If a photon has no rest mass how could it be affected by Newtonian gravity? Isn't a zero mass going to kinda blow up the equations?
If you think of mass as a substance, as was the case within Newtonian mechanics, then that is an inportent distinction.
However, if you think about mass as it is described today, a small part emerges from fundamental particle interactions with the Higgs mechanism and the rest may emerge from the motion of complex charged particles and atoms through the ZPF. In both of these cases mass is not a defined substance. Instead it is an emergent phenomena... And photons while they have no rest mass contribute to and are affected by, the overall gravitational mass of a system.

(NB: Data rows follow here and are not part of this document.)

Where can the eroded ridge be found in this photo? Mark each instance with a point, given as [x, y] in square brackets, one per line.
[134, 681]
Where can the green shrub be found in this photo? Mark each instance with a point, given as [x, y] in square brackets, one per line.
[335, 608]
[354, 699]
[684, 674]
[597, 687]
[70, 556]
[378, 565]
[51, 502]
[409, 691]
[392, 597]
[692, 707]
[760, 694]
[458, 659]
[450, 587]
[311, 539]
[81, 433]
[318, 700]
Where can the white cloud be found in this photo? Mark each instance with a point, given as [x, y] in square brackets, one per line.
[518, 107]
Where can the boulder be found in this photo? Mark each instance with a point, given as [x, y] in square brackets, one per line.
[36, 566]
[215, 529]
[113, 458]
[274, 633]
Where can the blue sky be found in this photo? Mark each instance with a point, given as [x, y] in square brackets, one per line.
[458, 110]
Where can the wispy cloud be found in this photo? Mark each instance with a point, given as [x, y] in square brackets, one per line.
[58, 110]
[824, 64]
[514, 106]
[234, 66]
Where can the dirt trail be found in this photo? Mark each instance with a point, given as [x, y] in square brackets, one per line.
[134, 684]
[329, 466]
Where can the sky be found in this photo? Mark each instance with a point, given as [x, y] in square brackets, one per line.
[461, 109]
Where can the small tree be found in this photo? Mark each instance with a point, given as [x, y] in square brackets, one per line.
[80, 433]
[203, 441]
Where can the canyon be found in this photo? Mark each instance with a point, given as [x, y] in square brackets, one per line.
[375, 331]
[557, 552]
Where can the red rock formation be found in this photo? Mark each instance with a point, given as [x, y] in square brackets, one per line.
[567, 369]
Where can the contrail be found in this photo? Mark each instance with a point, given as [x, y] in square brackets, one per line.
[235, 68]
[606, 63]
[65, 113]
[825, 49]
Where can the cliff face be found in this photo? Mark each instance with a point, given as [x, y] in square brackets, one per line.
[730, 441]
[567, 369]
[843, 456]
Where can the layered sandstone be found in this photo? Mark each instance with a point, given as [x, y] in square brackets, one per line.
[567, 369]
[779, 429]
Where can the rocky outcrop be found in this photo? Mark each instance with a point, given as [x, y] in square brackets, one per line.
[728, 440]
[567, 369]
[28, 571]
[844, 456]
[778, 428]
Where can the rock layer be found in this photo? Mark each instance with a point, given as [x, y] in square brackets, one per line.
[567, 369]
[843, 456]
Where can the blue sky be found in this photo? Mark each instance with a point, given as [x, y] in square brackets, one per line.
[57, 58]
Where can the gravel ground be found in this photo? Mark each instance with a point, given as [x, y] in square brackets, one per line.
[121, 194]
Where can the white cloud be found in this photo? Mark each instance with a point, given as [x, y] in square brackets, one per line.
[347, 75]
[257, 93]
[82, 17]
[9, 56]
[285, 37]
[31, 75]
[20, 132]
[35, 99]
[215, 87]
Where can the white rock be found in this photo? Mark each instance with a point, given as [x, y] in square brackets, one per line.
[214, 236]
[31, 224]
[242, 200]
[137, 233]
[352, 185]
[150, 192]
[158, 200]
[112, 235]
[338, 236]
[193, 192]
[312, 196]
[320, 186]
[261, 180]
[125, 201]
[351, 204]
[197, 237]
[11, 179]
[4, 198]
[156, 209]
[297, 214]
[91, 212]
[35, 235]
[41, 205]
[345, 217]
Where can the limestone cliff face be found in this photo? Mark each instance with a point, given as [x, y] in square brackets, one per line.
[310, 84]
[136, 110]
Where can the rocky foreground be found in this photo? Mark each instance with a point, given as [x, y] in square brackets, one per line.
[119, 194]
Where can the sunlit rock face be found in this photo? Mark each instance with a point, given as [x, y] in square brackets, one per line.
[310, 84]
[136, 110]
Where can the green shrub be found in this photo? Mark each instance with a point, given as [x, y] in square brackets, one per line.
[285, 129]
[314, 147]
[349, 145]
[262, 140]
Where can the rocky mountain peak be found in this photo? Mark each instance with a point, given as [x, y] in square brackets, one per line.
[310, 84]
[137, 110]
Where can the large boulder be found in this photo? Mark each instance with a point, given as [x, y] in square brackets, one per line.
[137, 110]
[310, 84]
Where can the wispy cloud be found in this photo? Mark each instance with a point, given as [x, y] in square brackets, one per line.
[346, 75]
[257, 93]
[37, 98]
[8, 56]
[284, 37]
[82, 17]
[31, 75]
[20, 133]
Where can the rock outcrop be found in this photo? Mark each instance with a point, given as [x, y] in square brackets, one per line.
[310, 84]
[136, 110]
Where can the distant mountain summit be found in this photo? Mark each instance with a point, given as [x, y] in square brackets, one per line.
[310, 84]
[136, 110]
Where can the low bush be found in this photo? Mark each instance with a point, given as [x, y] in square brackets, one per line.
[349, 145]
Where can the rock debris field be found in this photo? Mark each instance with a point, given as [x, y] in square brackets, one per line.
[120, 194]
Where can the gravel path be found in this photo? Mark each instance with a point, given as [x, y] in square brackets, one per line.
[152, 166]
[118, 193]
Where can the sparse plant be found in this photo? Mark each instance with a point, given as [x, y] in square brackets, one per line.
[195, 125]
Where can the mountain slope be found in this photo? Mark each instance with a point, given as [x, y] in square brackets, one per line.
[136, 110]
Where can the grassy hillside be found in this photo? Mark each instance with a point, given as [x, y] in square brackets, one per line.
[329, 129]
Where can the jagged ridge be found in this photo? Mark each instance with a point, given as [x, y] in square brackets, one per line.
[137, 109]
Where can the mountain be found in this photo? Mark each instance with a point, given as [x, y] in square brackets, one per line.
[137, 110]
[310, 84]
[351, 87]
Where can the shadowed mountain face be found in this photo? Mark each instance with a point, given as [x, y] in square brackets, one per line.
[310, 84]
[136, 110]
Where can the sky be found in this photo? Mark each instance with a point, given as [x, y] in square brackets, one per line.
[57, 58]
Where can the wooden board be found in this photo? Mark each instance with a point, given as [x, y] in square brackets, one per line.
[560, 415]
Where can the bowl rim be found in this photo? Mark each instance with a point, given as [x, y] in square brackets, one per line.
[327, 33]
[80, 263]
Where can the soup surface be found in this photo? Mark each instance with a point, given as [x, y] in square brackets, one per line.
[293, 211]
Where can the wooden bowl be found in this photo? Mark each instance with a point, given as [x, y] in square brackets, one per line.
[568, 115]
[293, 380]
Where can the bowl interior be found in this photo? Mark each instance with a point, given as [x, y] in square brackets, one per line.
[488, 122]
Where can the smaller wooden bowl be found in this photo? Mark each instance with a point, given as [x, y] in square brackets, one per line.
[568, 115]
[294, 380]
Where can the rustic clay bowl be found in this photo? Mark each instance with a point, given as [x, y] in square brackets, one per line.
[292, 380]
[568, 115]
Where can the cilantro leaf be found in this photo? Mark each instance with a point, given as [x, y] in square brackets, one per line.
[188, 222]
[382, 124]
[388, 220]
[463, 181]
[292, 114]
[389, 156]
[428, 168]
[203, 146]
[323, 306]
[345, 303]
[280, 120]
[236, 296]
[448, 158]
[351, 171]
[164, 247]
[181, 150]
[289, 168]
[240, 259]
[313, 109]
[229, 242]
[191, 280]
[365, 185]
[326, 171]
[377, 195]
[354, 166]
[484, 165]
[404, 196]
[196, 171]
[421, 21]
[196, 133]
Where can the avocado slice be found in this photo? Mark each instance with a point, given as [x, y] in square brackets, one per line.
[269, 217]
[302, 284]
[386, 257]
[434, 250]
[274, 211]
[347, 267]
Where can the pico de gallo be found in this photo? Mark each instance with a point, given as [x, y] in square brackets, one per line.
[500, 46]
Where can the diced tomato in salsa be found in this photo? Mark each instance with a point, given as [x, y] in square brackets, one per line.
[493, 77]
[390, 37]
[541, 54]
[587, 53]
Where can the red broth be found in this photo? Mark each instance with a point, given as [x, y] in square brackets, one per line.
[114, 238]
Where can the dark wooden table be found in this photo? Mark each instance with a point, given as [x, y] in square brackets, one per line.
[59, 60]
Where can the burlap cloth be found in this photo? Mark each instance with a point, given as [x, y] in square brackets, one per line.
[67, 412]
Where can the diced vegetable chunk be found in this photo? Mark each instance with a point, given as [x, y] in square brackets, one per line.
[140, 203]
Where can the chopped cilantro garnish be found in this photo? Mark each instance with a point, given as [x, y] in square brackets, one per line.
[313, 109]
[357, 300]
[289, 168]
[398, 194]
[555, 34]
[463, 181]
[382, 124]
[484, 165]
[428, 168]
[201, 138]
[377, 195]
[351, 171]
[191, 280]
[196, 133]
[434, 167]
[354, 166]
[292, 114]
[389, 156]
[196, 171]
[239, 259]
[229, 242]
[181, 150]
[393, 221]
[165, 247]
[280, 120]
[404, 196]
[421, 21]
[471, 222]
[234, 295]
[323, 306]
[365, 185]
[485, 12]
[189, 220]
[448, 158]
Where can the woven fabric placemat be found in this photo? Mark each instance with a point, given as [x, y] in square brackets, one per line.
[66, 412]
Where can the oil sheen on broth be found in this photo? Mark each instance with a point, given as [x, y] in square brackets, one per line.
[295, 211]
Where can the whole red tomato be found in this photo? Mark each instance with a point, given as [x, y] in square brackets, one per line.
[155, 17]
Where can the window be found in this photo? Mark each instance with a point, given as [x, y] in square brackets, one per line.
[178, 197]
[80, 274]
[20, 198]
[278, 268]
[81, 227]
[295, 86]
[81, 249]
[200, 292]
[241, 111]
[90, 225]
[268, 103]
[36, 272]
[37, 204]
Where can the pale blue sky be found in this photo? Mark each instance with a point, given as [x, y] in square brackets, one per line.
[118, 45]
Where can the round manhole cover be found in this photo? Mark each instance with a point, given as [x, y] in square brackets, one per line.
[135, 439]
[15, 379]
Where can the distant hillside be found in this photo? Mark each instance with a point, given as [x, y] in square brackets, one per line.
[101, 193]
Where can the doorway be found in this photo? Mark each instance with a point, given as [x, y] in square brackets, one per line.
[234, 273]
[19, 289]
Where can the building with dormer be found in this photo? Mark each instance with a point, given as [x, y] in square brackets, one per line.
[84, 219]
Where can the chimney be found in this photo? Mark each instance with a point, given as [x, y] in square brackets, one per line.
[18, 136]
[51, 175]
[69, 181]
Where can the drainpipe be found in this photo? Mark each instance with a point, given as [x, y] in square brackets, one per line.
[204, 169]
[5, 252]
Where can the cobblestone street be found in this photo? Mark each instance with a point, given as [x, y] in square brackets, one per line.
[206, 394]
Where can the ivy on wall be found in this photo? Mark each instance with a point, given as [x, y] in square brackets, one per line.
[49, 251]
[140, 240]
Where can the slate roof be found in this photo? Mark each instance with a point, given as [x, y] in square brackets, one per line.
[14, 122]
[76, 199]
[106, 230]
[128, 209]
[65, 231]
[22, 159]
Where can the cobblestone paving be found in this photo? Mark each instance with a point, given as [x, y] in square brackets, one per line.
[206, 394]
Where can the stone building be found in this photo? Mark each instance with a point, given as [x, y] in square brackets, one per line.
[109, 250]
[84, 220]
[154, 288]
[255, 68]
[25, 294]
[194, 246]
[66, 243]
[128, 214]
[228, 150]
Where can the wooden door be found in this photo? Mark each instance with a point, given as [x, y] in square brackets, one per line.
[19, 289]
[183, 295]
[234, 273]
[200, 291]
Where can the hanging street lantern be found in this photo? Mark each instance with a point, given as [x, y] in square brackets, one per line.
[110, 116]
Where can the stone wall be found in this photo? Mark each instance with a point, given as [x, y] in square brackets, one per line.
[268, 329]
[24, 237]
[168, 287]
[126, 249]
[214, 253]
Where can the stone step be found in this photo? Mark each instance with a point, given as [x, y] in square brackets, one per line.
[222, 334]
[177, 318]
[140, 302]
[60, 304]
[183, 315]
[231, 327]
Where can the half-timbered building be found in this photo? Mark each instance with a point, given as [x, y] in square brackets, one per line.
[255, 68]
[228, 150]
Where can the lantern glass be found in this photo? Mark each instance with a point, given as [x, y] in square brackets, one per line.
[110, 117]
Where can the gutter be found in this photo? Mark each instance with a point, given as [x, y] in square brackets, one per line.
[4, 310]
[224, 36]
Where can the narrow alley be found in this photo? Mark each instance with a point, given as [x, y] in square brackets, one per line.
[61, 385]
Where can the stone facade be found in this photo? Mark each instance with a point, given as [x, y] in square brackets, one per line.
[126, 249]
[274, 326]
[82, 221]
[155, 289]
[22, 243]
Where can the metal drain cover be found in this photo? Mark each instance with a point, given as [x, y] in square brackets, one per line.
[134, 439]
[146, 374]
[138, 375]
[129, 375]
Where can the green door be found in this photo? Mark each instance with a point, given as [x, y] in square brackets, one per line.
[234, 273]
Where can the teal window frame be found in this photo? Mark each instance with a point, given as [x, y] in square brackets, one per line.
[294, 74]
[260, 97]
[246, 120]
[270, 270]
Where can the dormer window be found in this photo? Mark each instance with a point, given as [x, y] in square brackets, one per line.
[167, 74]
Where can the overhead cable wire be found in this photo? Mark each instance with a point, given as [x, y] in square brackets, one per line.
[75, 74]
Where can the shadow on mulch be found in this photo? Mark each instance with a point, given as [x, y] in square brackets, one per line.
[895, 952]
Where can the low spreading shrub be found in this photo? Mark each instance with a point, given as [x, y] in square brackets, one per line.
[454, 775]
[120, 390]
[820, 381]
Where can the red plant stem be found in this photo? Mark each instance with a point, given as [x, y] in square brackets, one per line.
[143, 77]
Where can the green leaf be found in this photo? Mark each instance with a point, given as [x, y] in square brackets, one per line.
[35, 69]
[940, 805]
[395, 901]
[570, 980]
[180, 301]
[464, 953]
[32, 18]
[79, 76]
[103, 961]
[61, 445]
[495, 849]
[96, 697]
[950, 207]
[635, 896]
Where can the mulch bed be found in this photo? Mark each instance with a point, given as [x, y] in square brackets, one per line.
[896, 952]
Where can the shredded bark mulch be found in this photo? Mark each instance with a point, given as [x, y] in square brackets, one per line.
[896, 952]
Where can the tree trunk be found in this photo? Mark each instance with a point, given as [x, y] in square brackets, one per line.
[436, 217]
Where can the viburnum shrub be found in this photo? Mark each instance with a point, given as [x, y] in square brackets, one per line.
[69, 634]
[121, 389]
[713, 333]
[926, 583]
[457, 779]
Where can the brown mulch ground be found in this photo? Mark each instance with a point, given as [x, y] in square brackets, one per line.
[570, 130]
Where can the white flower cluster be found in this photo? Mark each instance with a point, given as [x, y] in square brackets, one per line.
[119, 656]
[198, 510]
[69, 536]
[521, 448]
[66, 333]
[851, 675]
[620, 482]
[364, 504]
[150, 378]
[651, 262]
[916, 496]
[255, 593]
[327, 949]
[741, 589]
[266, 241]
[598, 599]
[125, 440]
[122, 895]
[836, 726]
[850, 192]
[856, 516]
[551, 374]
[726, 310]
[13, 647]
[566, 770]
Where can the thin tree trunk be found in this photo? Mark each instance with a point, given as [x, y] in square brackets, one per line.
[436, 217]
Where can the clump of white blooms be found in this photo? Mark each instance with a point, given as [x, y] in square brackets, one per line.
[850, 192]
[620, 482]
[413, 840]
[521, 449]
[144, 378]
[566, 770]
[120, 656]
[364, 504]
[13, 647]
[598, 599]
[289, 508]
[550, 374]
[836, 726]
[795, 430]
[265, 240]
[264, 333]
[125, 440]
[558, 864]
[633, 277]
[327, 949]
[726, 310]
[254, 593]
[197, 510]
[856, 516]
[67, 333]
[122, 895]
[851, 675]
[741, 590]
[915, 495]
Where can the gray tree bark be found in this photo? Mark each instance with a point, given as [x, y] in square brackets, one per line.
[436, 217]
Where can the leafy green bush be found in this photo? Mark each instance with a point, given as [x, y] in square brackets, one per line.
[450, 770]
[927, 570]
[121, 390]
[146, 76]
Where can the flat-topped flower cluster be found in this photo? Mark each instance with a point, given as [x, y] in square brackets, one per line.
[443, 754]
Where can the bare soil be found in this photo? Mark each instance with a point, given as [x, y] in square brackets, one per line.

Part of the problem that comes up in this type of discussion is that the definitions of mass and inertial are intertwined and too often, though we generally make the transition to a post Einstein relativistic view, we very often hold on to the everyday and old Newtonian concepts and definitions of mass and inertia.
The truth is that we really have no clear and definite definition of what mass is. Is it a fundamental component of objects, or perhaps a phenomena, which emerges from the interaction between objects? Or perhaps as some would suggest, even the interaction between objects and the ZPF, which itself might be thought of as, the "substance" of space/space-time itself?
If the Higgs boson and the the Higgs mechanism are in fact confirmed, it may lend more credibility to the second explanation and a definition of mass as an emergent phenomena, rather than fundamental "substance".
The case for a quantum source of gravity seems a harder nut to crack. Still there are those who continue work in that direction.